Healthy Churches…Healthy Members

Every Christian should be committed to the health of his own local church.  Likewise, every Christian should be committed to his own health as a church member, as well as to the health of his co-members.  Here are two little books written with aim of nurturing healthy churches and healthy members.  Both books are written on the presupposition that churches do not primarily need more programs, campaigns, and gimmicks.  Rather, churches need to hear God speak, and God speaks through his Word, the Bible.  If a church and its members are to be healthy, the scriptures must be central and authoritative.

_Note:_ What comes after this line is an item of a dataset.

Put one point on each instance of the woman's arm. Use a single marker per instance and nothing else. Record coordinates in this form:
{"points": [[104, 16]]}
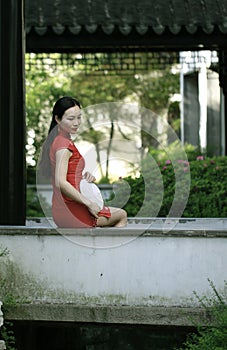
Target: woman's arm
{"points": [[62, 159]]}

The first is Mark Dever’s What is a Healthy Church? (Crossway 2005).  The book is organized into three parts, the first of which sets out to introduce the reader to a basic theology of the church and to make the case that churches should aspire towards health.  The second part and third parts outline what the author takes to be “essential” and “important” marks of healthy churches.  Dever is interested in drawing attention to those matters that are normally neglected.  As a result, he doesn’t spend time arguing that a healthy church emphasizes prayer.  Rather, he devotes his pen to the essential marks of expositional preaching, biblical theology, and a biblical understanding of the gospel.  The important marks include chapters on conversion, evangelism, membership, church discipline, discipleship, and leadership. 
What is a Healthy Church Member? (Crossway 2008) by Thabiti Anyabwile is a companion volume to the book by Dever, with whom Anyabwile served as assistant pastor at Capitol Hill Baptist Church in Washington, D.C.  Presupposing that healthy churches are made up of healthy members, Anyabwile takes uses each chapter to apply Dever’s “marks” to the lives of individual members.  Thus, the chapters claim that a healthy church member is an expositional listener, a biblical theologian, gospel saturated, an evangelist, etc.  Anyabwile adds a tenth chapter on being a prayer warrior.
Both authors are pastors of Baptist churches, and the distinctives of their tradition come through in their writing.  This does not mean, though, that the principles outlined in these books are not widely applicable across the denominational spectrum of Christianity.  Also, both authors have Calvinistic understandings of salvation.  Fortunately, this does not pervade the texts and is likely to go largely unnoticed by those not familiar with the finer nuances of the debate.  All in all, pastors would do well to distribute these books widely in their churches, not least among the leadership.  These two brief but powerful books should be standard reading in every local church.